The past year has seen dynamic changes in the relative rankings of JavaScript tools. Upstart framework vue.js is up tremendously — 72% in the 12 months ending September 2019. By far the fastest-growing JavaScript framework, vue.js might be poised for more explosive growth in the years to come. Web development is constantly changing, and it’s extremely difficult to predict which currently popular technologies will hang around and which will fade away.

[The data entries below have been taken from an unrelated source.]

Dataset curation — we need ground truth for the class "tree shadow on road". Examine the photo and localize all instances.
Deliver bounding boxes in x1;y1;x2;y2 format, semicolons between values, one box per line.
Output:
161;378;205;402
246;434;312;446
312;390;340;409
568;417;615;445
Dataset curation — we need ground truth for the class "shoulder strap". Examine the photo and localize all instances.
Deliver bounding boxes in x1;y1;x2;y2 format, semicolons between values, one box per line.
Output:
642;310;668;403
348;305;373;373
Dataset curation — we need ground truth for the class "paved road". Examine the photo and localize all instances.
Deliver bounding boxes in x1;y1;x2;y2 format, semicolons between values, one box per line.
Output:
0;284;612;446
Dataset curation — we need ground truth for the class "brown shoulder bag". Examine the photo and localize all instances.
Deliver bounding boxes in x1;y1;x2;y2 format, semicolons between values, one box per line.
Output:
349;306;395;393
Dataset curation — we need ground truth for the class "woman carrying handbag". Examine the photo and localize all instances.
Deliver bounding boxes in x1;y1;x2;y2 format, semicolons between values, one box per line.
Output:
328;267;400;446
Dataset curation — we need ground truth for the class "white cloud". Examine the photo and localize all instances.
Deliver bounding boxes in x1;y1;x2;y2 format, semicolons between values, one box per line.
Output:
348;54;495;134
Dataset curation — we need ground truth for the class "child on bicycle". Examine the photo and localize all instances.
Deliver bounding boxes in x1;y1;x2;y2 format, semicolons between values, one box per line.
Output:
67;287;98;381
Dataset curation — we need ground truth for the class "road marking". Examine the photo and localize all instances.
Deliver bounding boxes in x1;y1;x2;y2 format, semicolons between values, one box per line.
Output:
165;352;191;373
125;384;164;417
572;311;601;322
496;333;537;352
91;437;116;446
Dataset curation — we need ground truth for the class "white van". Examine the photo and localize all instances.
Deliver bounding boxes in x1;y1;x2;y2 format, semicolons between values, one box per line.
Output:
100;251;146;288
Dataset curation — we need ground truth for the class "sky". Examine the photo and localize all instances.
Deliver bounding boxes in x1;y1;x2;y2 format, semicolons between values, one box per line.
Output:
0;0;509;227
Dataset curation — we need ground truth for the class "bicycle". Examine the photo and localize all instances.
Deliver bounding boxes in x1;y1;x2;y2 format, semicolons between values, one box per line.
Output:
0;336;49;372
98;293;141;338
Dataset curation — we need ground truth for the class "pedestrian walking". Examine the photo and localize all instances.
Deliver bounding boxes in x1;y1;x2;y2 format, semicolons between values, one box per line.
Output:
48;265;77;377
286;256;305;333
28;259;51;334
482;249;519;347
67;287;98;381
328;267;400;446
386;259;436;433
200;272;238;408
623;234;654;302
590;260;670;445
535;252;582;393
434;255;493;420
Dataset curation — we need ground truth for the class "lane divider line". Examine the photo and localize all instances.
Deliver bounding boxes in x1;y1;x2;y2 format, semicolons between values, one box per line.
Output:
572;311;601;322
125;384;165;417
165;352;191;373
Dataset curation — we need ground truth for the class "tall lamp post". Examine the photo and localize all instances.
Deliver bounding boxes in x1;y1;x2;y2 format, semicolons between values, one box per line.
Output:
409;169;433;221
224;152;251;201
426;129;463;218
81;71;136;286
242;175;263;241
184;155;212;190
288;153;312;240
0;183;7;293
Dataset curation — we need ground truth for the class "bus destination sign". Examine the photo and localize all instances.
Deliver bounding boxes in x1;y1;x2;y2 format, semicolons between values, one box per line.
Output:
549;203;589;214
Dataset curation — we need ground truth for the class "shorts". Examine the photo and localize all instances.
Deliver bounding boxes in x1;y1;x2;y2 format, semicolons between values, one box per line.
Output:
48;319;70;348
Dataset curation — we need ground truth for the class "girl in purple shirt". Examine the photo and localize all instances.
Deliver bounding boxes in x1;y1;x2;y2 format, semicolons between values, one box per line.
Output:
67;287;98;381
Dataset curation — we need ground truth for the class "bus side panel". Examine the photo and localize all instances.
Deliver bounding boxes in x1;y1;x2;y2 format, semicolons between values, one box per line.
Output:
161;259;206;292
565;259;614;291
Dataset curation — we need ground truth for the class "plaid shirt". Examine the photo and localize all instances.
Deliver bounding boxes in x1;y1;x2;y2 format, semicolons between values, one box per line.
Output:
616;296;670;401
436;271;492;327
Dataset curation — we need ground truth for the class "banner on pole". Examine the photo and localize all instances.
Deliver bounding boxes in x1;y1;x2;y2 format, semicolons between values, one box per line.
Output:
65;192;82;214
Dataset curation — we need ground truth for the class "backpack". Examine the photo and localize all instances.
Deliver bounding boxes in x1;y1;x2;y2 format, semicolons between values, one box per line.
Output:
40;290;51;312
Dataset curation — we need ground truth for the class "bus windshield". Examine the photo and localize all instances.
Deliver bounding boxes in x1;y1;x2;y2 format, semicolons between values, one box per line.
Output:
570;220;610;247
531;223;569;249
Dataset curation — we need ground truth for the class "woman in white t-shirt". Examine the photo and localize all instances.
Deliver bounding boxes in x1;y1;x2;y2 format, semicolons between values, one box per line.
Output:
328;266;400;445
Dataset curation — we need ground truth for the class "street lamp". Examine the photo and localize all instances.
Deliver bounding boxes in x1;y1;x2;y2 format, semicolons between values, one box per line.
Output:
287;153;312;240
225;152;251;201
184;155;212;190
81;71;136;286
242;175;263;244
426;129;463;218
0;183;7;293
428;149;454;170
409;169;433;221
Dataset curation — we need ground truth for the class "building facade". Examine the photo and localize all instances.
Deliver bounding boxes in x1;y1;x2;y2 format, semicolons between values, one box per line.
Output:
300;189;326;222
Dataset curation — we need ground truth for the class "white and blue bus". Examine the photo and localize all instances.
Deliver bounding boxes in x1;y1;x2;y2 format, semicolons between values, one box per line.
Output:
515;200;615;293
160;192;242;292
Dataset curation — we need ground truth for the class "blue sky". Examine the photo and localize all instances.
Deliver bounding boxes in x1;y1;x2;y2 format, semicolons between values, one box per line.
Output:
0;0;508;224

Cloud computing and containerization

Docker, Kubertnetes, and other containerized tech tools allow software engineers to isolate the environment in which an application runs, permitting rapid scalability as user traffic grows. Employers increasingly demand these skills.
As noted in an earlier post, Docker was far and away the fastest-growing tech skill in the five years through September 2019, Indeed said. The rise of Kubernetes is more recent. Kubernetes was the most widely used tool in the list of skills that rose most quickly in the year ending September 2019, ranking ninth.
As with containerization tools, cloud computing products like Amazon Web Service (AWS) and Azure have also skyrocketed. AWS is now the sixth overall tech skill, and Azure is 17th. In just a few years, cloud computing has moved from a cutting-edge skillset to a standard and widespread part of the workflow for many tech employees.

Data science goes big

A plethora of big data tech tools allow data scientists and engineers to work with massive data sets. These tools typically provide either computational power spread across multiple computer clusters or the cloud or a predictive modeling apparatus that uses machine learning, deep learning, neural networks, or various other statistical techniques, Indeed said.
Big data processing tools like Redshift, Spark, and Google’s machine learning library Tensorflow have soared. Spark’s growth is particularly stunning, up more than 10-fold since 2014. As data science becomes a proportionally bigger part of the tech job landscape, programming languages tailored for this discipline, notably Python and the statistical programming language R, grow in popularity too. R more than doubled in the five years through September 2019, growing 6% in the past year alone. Python is up 123% over the five-year period and 12% in the past year.
Proprietary data analysis software Tableau has grown remarkably for a non-open source tool. Most other proprietary analytical tools, such as MATLAB and SAS, are flat or declining. Stata is another proprietary statistical tool, but it’s up 40% over five years, albeit from an extremely low base. Python is not included in the figure because its scale is so much bigger — it’s the third-ranking tech skill overall — and is not strictly a data science tool.
But data science is not just about software tools. Data scientists must also master important statistical and mathematical methods to effectively perform such functions as creating predictive models of consumers; forecasting sales; and recommending movies to watch, items to purchase, or people to follow. Thus, data science disciplines like machine learning and artificial intelligence are among the fastest-growing tech skills appearing in Indeed job postings.

Conclusion

These three big-picture tech skill trends — rapid innovation in web development, surging demand for cloud computing and containerization skills, and data science software tools and disciplines designed to capitalize on the explosion of information — represent the leading edge of the always rapidly evolving tech sector. So what are the top skills needed for specific tech jobs? Indeed is working on that report next.